The end result on the Kafka topic will show only two events being stored, with the unexpected ordering 2, 1.

If you think about it, it's the correct ordering from the Apache Kafka point of view: a topic is only a log of information and Apache Kafka will write the messages to the log depending on when it "senses" the arrival of a new event. It's based on Kafka ingestion time and not on when the message was created (event time).

Acks and retries

But, not all is lost! If we look into the producing libraries (aiokafka being an example) we have ways to ensure that messages are delivered properly.

First of all, to avoid the problem with the message 3 in the above scenario, we could define a proper acknowledgment mechanism.

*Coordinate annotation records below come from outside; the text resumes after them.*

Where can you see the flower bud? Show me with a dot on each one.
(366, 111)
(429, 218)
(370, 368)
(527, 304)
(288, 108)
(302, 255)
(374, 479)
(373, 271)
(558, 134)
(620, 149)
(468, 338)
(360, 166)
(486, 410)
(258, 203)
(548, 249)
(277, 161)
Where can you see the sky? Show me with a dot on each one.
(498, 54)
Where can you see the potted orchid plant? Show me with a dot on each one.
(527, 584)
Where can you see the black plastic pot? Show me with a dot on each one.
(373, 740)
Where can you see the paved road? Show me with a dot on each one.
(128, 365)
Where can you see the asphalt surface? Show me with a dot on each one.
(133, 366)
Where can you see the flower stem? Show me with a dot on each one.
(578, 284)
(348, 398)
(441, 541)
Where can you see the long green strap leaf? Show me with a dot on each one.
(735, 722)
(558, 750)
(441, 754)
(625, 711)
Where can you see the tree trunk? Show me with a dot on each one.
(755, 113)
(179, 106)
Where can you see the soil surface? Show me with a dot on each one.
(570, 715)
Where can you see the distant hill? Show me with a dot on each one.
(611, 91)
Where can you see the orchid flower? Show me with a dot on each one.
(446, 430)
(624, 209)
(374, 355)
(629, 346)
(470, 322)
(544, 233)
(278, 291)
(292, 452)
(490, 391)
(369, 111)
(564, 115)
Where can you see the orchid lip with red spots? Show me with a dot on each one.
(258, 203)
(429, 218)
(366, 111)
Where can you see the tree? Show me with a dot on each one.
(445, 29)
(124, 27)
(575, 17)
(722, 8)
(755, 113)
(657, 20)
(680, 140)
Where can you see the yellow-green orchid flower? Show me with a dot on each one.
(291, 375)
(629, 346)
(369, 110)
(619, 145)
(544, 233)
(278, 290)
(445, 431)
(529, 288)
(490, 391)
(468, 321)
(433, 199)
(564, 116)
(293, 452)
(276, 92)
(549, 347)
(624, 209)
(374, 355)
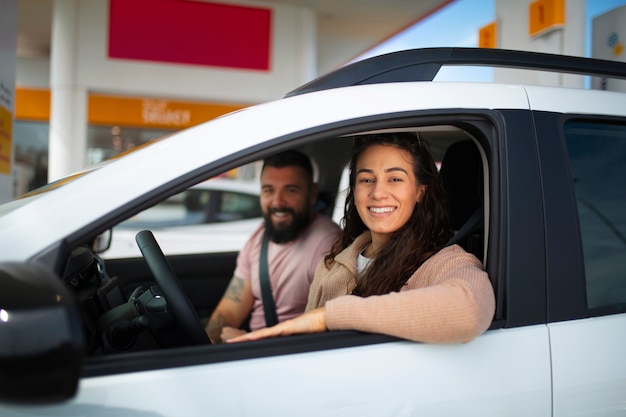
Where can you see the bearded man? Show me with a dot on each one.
(297, 239)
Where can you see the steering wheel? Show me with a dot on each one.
(177, 301)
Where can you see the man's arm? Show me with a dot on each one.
(232, 310)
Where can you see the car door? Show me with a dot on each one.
(585, 179)
(505, 371)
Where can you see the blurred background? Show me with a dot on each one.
(85, 80)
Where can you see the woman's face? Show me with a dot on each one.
(386, 190)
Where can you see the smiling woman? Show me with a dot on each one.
(391, 271)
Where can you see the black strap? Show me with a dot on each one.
(269, 307)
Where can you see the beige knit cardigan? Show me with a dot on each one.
(449, 299)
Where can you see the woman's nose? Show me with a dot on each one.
(379, 190)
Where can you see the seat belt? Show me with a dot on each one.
(269, 308)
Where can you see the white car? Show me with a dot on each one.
(536, 179)
(218, 215)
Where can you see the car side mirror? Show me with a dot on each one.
(41, 335)
(102, 242)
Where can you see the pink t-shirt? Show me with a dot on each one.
(291, 268)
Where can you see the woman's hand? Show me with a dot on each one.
(313, 321)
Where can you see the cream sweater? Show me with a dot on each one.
(449, 299)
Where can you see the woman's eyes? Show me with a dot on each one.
(371, 180)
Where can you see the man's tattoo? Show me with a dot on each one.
(234, 290)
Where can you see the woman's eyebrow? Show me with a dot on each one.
(392, 169)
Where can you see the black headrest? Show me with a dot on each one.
(462, 174)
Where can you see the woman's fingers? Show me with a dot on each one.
(313, 321)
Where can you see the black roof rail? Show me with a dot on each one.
(424, 64)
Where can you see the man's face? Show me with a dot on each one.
(287, 199)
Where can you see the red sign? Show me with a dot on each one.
(190, 32)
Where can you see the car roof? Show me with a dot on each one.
(167, 166)
(424, 64)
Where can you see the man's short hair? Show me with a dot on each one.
(290, 158)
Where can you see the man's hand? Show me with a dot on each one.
(231, 332)
(313, 321)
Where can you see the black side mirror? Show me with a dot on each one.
(41, 335)
(102, 242)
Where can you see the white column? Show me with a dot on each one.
(8, 46)
(68, 110)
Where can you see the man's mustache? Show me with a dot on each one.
(281, 210)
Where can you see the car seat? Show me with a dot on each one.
(462, 174)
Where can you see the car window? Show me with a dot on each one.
(597, 155)
(197, 206)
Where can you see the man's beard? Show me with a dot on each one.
(289, 232)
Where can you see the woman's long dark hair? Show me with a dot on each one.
(425, 233)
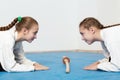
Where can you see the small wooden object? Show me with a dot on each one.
(66, 61)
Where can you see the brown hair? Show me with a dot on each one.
(26, 22)
(90, 21)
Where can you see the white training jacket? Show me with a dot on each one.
(111, 44)
(12, 56)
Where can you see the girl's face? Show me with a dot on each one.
(31, 34)
(87, 35)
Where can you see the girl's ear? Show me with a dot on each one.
(92, 29)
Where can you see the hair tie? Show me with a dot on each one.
(19, 18)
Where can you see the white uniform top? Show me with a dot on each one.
(111, 46)
(11, 53)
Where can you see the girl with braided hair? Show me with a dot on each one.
(12, 57)
(92, 30)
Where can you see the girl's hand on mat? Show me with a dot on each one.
(40, 67)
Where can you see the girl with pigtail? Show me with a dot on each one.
(12, 57)
(92, 30)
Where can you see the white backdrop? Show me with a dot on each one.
(59, 20)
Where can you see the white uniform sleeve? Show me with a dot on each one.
(105, 53)
(8, 61)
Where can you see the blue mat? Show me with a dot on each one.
(57, 68)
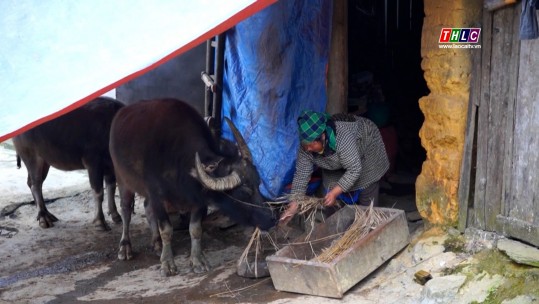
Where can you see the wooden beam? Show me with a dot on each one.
(338, 60)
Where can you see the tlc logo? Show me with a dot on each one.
(460, 35)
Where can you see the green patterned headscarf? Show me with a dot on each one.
(311, 126)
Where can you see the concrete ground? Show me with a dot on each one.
(72, 262)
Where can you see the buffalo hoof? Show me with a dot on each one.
(46, 219)
(157, 247)
(200, 264)
(125, 252)
(254, 270)
(168, 268)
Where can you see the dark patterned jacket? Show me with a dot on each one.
(359, 161)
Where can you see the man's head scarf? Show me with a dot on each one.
(311, 126)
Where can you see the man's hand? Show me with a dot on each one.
(289, 213)
(331, 197)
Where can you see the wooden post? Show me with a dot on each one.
(337, 78)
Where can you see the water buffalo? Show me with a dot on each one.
(163, 150)
(76, 140)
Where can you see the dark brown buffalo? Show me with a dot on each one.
(76, 140)
(163, 150)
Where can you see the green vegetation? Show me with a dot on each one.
(519, 279)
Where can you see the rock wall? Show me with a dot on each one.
(447, 73)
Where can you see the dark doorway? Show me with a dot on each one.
(386, 79)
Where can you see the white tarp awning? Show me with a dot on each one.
(57, 55)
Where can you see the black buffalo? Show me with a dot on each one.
(163, 150)
(76, 140)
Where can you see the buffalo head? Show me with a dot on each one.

The acks producer parameter allows us to define what confirmation of message reception we want to have from Apache Kafka.

Setting this parameter to 1 will ensure that we receive acknowledgment from the primary broker responsible for the topic (and partition). Setting it to all will ensure that we receive the ack only if both the primary and the replicas correctly store the message, thus saving us from problems when only the primary receives the message and then fails before propagating it to the replicas.

Once we set a sensible ack, we should set the possibility to retry sending the message if we don't receive a proper acknowledgment. Differently from other libraries (kafka-python being one of them), aiokafka will retry sending the message automatically until the timeout (set by the request_timeout_ms parameter) has been exceeded.

With acknowledgment and automatic retries, we should solve the problem for the message 3. The first time it is sent, the producer will not receive the ack, therefore, after the retry_backoff_ms interval, it will send the message 3 again.

Max in flight requests

However, if you watch closely the end result in the Apache Kafka topic, the resulting ordering is not correct: we sent 1,2,3 and got 2,1,3 in the topic... how to fix that?

The old method (available in kafka-python), was to set the maximum in flight request per connection: the number of messages we allow to be "in the air" at the same time without acknowledgment. The more messages we allow in the air at the same time, the more risk of getting out of order messages.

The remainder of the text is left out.